Access to the Father
In the Epistle to the Ephesians God has opened out to His saints the eternal counsels of His love, counsels that tell of the place that Christ occupies in resurrection, and at His right hand, as Head over all things to the church. Before we had any being, God chose us in Christ yea, before the world’s foundation He chose us to be “holy and without blame before Him in love” (Eph. 1:4). Besides, He marked us out before hand to the relationship of sons to Himself in association with His own Son, and made us His heirs to share the vast inheritance of the coming day with Jesus.
Already God has quickened us in Christ, and raised us up, and made us to sit down together in the heavenly places in Christ, and this in view of the display of the exceeding riches of His grace in the coming ages. Is it then any wonder that through the Son, those who are blessed in Him, “have access by one Spirit unto the Father” (Eph. 2:18). Surely this access is that we might enjoy in the very presence of the Father Himself all that He has been pleased to reveal of His purpose and grace that was given to us in Christ Jesus before the ages of time.
We never could have had such access to the Father had not the Son died for us, and had not the Father given us such blessings and such relationships and associations. Nor could we have had the enjoyment of this access without the presence and indwelling of the Holy Spirit. The Holy Spirit indwells us, giving us to be able to say “Abba, Father,” and giving us the realisation of all that God has bestowed upon us in the riches of His grace. So that the Spirit, the one Spirit that binds together in one all true believers in one body, is the power whereby we are able to enter the presence of the Father so that we might enter into His thoughts, and respond to them in the way that He desires.
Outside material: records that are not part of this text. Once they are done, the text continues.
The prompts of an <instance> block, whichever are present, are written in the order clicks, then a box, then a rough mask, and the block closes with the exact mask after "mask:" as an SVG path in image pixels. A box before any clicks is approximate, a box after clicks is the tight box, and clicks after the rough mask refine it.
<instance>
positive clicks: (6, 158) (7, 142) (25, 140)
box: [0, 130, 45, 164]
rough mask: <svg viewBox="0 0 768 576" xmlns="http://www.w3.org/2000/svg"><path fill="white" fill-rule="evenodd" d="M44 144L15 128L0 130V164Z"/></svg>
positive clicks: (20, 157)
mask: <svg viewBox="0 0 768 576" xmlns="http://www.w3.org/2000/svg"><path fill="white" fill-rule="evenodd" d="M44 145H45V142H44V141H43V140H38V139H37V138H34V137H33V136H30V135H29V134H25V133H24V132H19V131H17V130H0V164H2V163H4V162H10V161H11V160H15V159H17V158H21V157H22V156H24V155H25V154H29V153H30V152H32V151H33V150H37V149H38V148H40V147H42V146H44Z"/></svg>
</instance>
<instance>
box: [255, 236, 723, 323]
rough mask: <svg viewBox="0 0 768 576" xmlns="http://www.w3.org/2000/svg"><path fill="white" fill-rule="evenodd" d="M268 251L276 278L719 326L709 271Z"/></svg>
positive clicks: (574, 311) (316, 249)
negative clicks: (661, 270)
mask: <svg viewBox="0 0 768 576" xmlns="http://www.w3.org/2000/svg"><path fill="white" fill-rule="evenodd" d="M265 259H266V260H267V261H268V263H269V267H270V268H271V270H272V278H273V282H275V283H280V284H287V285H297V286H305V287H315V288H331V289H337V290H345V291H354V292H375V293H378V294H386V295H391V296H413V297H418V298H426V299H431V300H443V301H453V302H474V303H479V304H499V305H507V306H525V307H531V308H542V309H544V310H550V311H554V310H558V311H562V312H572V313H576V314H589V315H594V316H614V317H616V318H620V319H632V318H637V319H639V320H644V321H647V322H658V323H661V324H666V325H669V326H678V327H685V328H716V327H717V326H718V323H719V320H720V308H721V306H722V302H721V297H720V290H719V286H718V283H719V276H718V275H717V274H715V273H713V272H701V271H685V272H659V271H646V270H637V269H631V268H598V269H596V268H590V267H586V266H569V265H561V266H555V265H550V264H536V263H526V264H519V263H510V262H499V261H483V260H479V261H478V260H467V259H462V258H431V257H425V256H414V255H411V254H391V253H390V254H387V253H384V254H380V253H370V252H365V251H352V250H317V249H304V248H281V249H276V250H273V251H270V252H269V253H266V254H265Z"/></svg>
After making known God’s “eternal purpose which He purposed in Christ Jesus our Lord” (Eph. 3:11), the Apostle Paul writes, “in whom we have boldness and access with confidence by the faith of Him” It is as having our part with Christ, being in Him before the face of the Father, that we have this boldness, for we know by the very revelation of the Father Himself all that He has given to us to share with His Son.
Boldness and confidence come through the faith that lays hold of all that God has made known to us of His purpose in Christ Jesus, and as we enter into this wondrous purpose, so do we enjoy the place that the Father has given to us in nearness to Himself along with the Man of His purpose.
May we therefore know in a real way the joy of access into the grace in which we stand before God, the access to the throne of grace, the access into the holiest, and the access to the Father, that Scripture brings before us.